Soal rekonsiliasi dan legacy sudah lama juga diutarakan Fahri. Bahwa bersatunya Prabowo dan Jokowi itu sebuah monumen. Tak mudah sebetulnya bagi keduanya untuk bersatu. Ada banyak tembok yang dijebol, hingga keduanya seiring sejalan, serta berhasil keluar dari krisis.

Apa yang sudah dilakukan Presiden Jokowi ini harus dilanjutkan. Bila dihentikan atau diganti dengan kebijakan baru, yang rugi justru rakyat sendiri. Bukan apa-apa. Sebab, pembangunan itu memakai uang rakyat. Rugi, kalau terbengkalai.

Menariknya, akhirnya, simbol dari rekonsiliasi dan legacy itu, menguat pada seorang Gibran. Entah memang sengaja disetting atau hanya kebetulan belaka, hari demi hari, nama Gibran terus menguat? Dibuktikan juga melalui survei.

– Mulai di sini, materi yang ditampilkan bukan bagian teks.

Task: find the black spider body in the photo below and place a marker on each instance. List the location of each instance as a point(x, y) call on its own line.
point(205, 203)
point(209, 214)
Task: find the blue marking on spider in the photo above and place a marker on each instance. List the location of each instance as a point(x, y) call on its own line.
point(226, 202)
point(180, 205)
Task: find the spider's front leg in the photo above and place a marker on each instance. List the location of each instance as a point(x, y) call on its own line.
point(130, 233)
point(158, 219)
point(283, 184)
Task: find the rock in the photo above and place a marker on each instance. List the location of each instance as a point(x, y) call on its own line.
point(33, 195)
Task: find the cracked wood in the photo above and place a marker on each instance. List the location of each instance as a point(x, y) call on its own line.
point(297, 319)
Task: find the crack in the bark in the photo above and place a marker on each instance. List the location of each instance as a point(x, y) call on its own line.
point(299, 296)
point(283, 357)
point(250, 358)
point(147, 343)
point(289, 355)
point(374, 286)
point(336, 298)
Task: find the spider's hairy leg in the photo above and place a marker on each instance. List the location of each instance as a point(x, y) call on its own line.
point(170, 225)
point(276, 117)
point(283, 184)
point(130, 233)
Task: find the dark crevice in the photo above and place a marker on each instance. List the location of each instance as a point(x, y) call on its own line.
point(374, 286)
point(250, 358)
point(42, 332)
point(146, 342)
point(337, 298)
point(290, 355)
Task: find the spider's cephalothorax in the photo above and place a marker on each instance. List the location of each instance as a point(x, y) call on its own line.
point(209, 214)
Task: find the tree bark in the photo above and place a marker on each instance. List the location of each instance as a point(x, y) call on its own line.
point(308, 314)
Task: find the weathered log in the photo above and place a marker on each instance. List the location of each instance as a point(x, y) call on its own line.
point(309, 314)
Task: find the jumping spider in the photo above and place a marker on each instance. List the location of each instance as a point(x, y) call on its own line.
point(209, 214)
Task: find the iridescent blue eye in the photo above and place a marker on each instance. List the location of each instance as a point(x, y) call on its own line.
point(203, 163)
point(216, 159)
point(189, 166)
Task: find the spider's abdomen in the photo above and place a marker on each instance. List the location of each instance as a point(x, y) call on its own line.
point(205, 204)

Betul juga, mana ada kebetulan dalam politik. Semua seperti bertemu ruas dan buku, yang akhirnya keputusan MK besok, menjadi gong terakhir, apakah Gibran bisa maju atau tidak? Sinyalnya, bisa. Bukan faktor usia, tapi karena pernah menjadi kepala daerah. Tapi, entahlah.

Ini semua karena ulah partai-partai juga. Memakai PT (Presidensial Threshold) tinggi-tinggi, padahal Pemilu serentak. Sengaja membatasi calon, calon hanya dari saku-saku mereka saja. Akhirnya, orang melirik ke Gibran. Mumpung “approval rating” Jokowi tinggi. Lu mengunci dan dikunci.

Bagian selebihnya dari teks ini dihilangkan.